DRAFT Scraping FBref with Python: A Beginner's Guide
Scrape football data from FBref using Python and the ScraperFC package with no coding knowledge prerequisites whatsoever.
Scraping FBref with Python
FBref is a free football statistics site run by Sports Reference LLC, offering detailed player and team data — including some unique stats like penalties won, not available elsewhere. In addition, I have found FBref to be significantly more accurate and comprehensive than competitors such as Transfermarkt, particularly on penalty data.
This project shows you an easy-peasy and adaptable way to scrape football data from FBref using Python and the ScraperFC package. It is particulary suitable for beginner programmers.
Scraping is a method of extracting data from websites. You write a programming script that requests HTML content from a website. It’s just like you were browsing the site, except your program can race through countless pages and copy the data. The program then parses (filters and converts) this data so you just get the information you want delivered as a file to a location you want. It is infinitely more efficient than manual data collection and is the best option when APIs or downloadable files are not provided by the site.
By the end, you’ll be able to:
- set up a JupyterLab environment using Anaconda Navigator
- extract customised football data for players and teams from FBref
- clean and merge datasets for easier analysis across leagues and seasons
We will go from this: to this:
Prerequisites
Internet connection
3-4 GB of disk space
Ability to install programs (admin rights if needed)

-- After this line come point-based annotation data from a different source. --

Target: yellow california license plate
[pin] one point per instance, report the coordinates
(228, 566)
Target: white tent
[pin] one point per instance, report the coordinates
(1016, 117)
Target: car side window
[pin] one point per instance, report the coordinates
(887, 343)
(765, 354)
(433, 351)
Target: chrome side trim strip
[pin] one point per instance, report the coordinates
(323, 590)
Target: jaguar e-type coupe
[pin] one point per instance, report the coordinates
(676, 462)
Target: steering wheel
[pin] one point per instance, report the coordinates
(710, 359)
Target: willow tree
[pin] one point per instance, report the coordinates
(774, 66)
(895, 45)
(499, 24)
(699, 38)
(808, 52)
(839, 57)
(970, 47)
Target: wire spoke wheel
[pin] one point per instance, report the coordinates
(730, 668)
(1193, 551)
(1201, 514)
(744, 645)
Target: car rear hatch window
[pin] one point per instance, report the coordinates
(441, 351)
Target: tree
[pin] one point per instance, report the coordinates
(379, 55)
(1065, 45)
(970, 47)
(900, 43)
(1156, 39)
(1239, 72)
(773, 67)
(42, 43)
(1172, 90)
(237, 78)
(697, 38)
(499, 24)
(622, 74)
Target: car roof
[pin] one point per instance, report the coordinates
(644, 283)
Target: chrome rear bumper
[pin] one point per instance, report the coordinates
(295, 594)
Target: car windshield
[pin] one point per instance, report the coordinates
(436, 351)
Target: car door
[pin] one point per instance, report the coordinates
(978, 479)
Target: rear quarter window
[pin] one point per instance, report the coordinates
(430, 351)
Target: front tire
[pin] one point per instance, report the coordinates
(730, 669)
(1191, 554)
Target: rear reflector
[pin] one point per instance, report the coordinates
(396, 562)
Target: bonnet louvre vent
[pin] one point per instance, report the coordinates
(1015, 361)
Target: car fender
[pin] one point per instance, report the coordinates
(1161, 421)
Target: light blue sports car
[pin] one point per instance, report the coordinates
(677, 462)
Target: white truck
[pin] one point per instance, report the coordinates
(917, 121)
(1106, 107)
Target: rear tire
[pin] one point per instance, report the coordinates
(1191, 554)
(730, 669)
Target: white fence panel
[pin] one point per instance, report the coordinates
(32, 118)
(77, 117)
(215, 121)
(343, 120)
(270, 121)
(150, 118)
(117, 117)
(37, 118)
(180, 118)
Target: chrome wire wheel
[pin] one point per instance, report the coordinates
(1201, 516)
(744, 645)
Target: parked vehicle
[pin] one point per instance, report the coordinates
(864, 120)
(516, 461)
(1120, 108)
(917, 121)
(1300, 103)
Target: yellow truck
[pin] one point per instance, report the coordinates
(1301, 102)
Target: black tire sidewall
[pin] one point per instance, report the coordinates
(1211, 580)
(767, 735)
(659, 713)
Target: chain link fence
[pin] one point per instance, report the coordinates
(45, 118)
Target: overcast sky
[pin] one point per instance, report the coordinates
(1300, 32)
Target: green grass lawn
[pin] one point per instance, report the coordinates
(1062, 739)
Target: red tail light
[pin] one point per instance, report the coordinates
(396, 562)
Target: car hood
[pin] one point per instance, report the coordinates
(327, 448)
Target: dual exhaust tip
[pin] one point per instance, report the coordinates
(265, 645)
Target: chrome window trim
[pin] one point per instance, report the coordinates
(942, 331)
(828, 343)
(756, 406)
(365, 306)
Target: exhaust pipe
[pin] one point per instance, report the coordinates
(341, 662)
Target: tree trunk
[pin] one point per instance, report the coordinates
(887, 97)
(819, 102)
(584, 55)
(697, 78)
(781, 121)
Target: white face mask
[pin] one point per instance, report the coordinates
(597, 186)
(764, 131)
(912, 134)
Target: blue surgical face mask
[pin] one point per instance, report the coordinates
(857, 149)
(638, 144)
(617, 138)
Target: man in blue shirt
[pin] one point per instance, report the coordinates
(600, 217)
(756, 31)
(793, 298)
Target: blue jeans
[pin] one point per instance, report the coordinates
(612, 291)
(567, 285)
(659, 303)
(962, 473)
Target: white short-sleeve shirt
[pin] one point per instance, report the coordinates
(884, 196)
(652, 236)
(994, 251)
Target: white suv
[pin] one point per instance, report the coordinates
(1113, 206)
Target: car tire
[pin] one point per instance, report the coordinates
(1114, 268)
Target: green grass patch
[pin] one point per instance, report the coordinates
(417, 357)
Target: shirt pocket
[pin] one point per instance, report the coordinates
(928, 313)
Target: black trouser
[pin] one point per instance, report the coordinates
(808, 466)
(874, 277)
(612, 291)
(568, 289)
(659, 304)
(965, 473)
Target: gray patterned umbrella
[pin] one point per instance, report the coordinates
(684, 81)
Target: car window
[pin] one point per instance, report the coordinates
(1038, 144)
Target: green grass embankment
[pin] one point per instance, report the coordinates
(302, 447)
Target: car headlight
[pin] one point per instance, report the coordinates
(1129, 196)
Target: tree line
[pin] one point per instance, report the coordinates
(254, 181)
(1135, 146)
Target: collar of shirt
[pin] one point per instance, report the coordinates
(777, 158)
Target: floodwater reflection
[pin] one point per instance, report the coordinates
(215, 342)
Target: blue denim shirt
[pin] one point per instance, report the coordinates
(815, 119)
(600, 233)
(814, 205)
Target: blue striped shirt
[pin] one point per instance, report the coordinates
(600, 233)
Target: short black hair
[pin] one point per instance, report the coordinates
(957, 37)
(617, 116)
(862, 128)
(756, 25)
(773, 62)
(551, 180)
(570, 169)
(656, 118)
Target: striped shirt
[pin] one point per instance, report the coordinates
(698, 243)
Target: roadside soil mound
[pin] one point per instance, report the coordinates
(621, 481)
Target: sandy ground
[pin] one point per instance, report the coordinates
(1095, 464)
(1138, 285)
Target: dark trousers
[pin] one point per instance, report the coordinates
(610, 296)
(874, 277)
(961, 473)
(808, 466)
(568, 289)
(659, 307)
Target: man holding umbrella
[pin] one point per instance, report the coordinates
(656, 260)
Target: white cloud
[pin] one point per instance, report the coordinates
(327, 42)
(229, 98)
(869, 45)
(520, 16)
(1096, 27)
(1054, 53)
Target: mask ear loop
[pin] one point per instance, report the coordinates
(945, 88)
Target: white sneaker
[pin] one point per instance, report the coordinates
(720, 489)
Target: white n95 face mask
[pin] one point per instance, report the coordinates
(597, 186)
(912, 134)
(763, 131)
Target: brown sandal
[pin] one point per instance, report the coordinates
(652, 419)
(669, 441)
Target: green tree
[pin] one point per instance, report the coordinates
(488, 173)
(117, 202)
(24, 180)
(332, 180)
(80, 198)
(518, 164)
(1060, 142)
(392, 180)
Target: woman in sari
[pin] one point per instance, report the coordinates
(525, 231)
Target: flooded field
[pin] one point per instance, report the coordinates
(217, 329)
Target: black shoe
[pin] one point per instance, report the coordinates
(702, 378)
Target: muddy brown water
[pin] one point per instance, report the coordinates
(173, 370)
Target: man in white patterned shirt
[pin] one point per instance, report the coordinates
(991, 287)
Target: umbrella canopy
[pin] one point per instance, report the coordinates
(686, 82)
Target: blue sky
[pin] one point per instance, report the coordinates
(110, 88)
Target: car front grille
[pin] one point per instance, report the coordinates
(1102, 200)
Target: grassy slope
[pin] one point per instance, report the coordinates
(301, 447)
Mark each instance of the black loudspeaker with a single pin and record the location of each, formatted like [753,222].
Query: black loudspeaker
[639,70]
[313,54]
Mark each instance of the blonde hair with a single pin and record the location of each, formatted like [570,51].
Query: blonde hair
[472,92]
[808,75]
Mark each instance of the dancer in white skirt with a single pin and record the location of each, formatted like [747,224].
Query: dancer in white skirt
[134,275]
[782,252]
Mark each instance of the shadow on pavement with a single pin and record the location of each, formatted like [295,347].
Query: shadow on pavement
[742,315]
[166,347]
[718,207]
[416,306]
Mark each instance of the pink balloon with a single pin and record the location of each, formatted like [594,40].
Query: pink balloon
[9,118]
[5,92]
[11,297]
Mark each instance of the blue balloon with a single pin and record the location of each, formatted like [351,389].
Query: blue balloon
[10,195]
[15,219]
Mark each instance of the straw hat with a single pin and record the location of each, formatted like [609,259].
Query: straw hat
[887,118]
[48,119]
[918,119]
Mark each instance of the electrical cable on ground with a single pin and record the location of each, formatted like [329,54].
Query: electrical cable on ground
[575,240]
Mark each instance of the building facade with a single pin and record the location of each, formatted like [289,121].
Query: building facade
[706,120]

Always check a website’s robots.txt and terms of service before scraping *
No coding skills required.
I am not a programmer. I need this data for personal projects that are helping me learn coding skills. Therefore, scraping this data was more challenging for me than most people and I made very avoidable errors. Often, documentation assumes a basic level of familiarity with environments and terminology which I do not possess. Therefore, I will explain all steps without assuming any knowledge whatsoever.
All tools will be installed during the guide
We will set up the environment in Step 1: Setting Up Your Environment.
*See FBref’s robots.txt and terms of service. FBref allows scraping, but it is important to be respectful and avoid overloading their servers. This will be discussed in the Step 2: Scraping FBref section.
Why FBref?
FBref and Stathead both host Penalty Kicks Won data and are run by the same company. Which should I choose? When I began this project, I did not understand that Stathead and FBref were 2 different things. Both are run by Sports Reference LLC, and both host the same array of Opta data for football (soccer). But there are several crucial differences and we are left with only one option:
Stathead | FBref |
---|---|
Sophisticated stat-search function | No search function - just lots of stats everywhere |
Excellent for exploration | Awkward for exploration |
Paid (approx $8/month as of April 27, 2025) | Free |
No ads | Ads |
Data can be gathered by ‘copy and paste’ or by download (Excel & CSV) | Data can be gathered by ‘copy and paste’ |
Data is paginated and max. 200 records can be downloaded at once | Data is not paginated |
Data CANNOT be scraped - not possible and against terms of service | Data CAN be scraped |
Scope Of Instruction
My project focuses on scraping the Big 5 European leagues — Premier League, La Liga, Bundesliga, Serie A, and Ligue 1 — across the 2016/17 to 2023/24 seasons. I adapted the ScraperFC package to get the data I want: its ‘standard’ and ‘miscellaneous’ FBref tables. However, this guide makes it very possible for you to extract as much or as little data as you want from FBref.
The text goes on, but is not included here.